Van de puberteit (11-13 jaar) tot de menopauze (45-50 jaar) ondergaat het endometrium van het lichaam en de fundus cyclische en massale veranderingen, die elke 28 dagen (ongeveer) optreden onder invloed van ovariumhormonen.
- regeneratieve en proliferatieve fase (dag 5-14): het baarmoederslijmvlies wordt geleidelijk verrijkt met nieuwe cellen en bloedvaten, de tubulaire klieren worden langer en in het algemeen wordt het endometrium dikker
- glandulaire of secretoire fase (dag 14-28): in deze fase bereikt het endometrium zijn maximale dikte, de cellen worden groter en vullen zich met vet en glycogeen, het weefsel wordt oedemateus → de baarmoeder is functioneel en structureel klaar om de cel bevruchte eicel te huisvesten en om het te ondersteunen in zijn ontwikkeling.
- desquamatieve of menstruatiefase (dag 1-4): het constant in een voor implantatie gunstige toestand houden van het endometrium zou voor het organisme uit energieoogpunt te duur zijn. cel wordt niet bevrucht, de meest oppervlakkige laag van het endometrium ondergaat apoptose en schilfert af; het weglekken van kleine hoeveelheden bloed en inmiddels afgestorven weefselresten geeft aanleiding tot de menstruatie.

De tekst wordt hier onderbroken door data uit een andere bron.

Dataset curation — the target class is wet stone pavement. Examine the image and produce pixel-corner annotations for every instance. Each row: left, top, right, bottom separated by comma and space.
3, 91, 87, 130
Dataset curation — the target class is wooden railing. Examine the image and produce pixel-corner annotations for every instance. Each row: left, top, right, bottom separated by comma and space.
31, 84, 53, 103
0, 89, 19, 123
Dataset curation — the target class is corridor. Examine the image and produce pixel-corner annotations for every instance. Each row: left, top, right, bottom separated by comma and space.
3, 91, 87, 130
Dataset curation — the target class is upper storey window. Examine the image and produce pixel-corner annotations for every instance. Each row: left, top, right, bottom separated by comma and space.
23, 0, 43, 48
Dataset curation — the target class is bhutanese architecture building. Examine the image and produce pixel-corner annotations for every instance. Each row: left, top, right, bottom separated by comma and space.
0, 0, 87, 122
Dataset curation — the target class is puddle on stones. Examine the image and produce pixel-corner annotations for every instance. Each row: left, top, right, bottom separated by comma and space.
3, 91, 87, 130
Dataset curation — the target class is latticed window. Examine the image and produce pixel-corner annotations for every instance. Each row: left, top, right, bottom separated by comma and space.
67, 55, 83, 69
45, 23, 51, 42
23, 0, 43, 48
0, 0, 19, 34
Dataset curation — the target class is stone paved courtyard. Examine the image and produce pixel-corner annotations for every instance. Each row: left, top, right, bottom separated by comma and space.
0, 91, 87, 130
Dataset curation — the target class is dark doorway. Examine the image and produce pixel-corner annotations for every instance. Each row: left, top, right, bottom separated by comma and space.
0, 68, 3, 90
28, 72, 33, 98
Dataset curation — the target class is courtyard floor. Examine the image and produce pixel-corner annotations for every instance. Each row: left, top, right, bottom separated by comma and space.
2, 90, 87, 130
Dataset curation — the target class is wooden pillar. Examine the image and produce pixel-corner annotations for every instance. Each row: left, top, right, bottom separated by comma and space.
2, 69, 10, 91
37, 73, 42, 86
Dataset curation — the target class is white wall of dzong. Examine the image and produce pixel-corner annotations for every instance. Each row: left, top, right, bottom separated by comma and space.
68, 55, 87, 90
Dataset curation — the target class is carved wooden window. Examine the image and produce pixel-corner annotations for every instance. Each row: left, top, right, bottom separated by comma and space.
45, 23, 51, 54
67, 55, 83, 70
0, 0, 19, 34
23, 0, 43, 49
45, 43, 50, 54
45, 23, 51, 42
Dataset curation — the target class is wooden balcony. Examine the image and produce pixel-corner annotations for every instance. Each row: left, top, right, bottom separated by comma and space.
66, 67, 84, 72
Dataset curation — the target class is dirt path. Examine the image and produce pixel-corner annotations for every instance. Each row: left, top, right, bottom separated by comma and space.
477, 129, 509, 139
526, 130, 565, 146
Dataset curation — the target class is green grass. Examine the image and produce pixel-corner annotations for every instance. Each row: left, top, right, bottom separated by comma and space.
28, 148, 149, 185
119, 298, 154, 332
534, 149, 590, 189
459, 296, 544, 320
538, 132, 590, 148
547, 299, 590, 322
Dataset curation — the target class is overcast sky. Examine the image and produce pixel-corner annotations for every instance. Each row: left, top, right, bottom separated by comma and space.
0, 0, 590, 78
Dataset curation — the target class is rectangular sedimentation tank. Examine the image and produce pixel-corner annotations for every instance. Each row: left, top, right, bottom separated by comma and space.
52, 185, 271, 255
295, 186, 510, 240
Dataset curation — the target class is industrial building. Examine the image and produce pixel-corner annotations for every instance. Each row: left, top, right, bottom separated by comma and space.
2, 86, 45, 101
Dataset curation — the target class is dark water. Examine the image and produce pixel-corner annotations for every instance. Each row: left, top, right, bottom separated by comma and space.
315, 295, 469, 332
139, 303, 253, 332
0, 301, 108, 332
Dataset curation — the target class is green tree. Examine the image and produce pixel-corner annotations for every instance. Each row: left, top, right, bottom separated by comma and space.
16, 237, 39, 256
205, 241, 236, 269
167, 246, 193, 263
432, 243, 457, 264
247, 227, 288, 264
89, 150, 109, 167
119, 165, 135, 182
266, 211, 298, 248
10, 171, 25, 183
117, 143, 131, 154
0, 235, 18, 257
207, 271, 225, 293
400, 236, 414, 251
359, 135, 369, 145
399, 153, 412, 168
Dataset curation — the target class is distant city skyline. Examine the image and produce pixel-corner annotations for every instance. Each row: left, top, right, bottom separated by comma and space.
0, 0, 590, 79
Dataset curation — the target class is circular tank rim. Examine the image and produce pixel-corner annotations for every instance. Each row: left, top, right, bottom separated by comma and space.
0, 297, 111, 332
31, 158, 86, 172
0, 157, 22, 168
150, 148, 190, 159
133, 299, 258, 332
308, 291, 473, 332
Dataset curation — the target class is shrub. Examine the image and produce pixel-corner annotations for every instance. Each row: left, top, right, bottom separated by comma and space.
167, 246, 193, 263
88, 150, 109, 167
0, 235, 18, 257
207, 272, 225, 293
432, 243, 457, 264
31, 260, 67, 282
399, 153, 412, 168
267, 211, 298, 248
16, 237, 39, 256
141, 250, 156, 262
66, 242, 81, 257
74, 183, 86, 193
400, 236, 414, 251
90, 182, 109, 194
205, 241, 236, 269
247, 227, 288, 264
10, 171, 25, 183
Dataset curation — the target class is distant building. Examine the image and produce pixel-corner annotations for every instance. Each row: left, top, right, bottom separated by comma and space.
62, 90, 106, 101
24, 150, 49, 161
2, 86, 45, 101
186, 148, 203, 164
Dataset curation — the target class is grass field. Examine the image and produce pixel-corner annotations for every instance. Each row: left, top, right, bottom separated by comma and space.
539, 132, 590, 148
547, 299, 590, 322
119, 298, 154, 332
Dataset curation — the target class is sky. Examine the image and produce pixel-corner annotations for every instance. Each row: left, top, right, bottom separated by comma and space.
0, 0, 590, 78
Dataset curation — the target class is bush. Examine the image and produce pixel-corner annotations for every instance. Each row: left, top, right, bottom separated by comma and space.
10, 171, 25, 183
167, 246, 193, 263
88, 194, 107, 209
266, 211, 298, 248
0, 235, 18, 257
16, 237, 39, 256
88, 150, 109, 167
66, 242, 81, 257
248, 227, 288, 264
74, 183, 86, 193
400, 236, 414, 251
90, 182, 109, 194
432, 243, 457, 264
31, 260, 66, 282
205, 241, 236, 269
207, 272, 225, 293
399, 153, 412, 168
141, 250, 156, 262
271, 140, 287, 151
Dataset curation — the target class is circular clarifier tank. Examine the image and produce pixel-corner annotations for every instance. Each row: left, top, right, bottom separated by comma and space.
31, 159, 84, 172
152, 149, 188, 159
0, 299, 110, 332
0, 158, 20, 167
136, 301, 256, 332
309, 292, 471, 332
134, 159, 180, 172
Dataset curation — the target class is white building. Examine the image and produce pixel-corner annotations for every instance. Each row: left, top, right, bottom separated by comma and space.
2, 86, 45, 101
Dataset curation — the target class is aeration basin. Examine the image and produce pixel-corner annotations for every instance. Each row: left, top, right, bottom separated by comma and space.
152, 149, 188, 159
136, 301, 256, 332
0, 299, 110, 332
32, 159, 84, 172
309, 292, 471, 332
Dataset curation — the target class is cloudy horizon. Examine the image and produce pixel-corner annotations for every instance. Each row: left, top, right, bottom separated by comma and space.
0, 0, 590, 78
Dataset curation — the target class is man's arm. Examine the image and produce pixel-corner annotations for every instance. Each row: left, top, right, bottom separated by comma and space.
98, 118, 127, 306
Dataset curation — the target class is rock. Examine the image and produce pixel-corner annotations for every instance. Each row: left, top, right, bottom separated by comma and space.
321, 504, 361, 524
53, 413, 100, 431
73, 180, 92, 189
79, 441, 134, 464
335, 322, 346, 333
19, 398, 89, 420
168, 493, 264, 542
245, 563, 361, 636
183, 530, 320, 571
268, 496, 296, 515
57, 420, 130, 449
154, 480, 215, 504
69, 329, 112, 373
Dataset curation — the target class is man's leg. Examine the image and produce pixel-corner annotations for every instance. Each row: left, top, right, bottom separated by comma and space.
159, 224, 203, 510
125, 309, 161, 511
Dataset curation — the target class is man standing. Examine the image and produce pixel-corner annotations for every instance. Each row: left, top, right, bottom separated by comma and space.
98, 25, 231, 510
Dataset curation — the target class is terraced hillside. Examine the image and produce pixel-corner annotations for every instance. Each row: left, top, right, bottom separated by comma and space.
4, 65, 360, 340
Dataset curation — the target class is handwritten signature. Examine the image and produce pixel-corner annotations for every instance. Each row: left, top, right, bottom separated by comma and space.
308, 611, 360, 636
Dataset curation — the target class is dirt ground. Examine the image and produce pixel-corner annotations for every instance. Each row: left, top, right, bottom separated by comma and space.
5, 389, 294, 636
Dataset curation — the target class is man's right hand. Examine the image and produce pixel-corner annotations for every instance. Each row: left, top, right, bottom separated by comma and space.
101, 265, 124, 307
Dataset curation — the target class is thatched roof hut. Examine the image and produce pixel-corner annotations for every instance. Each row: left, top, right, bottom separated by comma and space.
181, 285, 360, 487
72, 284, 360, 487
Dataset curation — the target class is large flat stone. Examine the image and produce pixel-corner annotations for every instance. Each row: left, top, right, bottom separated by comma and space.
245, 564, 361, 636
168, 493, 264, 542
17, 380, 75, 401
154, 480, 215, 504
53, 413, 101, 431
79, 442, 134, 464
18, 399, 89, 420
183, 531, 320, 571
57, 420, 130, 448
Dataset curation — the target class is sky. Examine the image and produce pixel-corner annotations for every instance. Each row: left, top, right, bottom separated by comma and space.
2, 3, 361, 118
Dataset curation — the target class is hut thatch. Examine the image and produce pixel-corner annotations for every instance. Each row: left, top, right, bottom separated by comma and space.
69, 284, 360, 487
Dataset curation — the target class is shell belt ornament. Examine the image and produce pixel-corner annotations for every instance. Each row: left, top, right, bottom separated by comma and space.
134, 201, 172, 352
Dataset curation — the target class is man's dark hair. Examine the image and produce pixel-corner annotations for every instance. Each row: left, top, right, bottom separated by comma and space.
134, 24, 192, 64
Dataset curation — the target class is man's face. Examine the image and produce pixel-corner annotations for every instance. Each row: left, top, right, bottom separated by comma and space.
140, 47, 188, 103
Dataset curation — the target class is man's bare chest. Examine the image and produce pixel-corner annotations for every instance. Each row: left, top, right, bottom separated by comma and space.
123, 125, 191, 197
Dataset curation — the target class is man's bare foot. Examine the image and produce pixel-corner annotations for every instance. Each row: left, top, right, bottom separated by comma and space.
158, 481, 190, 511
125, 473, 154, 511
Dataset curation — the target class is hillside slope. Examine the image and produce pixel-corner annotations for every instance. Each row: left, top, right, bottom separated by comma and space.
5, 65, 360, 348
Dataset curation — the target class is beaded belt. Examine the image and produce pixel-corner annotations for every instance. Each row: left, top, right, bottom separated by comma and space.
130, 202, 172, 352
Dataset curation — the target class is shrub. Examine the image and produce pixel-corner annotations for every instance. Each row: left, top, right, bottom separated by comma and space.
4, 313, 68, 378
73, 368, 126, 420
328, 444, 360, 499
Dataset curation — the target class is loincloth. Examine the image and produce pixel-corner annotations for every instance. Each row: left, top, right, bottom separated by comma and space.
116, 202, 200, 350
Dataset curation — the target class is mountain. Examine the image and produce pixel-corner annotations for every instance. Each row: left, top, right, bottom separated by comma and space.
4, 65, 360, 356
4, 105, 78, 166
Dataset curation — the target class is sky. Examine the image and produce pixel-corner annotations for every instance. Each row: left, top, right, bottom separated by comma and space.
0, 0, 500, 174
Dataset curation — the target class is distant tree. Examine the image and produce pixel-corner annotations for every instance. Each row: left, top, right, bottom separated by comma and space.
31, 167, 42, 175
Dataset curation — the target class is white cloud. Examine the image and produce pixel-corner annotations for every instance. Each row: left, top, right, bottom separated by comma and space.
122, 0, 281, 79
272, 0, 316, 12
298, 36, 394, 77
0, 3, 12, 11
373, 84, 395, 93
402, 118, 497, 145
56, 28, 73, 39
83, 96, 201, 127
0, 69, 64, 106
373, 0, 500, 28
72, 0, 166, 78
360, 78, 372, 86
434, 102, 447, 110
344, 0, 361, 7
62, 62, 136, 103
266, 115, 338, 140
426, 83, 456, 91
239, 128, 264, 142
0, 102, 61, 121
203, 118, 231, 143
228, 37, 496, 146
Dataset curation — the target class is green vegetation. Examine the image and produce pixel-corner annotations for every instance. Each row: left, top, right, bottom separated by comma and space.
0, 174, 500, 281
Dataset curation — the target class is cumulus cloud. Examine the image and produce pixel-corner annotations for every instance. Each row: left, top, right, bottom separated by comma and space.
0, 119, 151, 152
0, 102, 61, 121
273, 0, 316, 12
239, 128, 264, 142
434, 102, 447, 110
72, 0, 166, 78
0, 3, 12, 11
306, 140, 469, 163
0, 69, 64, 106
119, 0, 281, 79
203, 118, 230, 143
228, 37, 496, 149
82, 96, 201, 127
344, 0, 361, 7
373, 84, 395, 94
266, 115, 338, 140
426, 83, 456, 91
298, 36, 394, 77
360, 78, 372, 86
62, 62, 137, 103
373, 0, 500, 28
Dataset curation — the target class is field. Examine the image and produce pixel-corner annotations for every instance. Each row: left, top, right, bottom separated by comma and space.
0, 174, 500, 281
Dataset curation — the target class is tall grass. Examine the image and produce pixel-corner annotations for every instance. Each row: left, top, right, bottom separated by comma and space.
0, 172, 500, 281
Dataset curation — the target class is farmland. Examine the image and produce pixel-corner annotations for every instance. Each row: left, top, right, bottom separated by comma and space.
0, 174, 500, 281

LET OP: ter hoogte van de baarmoederhals ondergaat het slijmvlies niet zulke opvallende cyclische veranderingen als hierboven beschreven.Wat varieert is vooral de slijmafscheiding van de cervicale klieren:
- over het algemeen zeer dicht, tot het punt van het vormen van een echte plug die de opstijging van spermatozoa in de baarmoederhals belemmert, in de dagen tussen de ovulatie, ondergaat het een fluïdisering, wordt vezelig, waterig, acellulair, alkalisch en gemakkelijk doordringbaar door de spermatozoa
De slijmafscheiding van de baarmoederhals beschermt ook de binnenste geslachtsorganen tegen opstijgende infecties.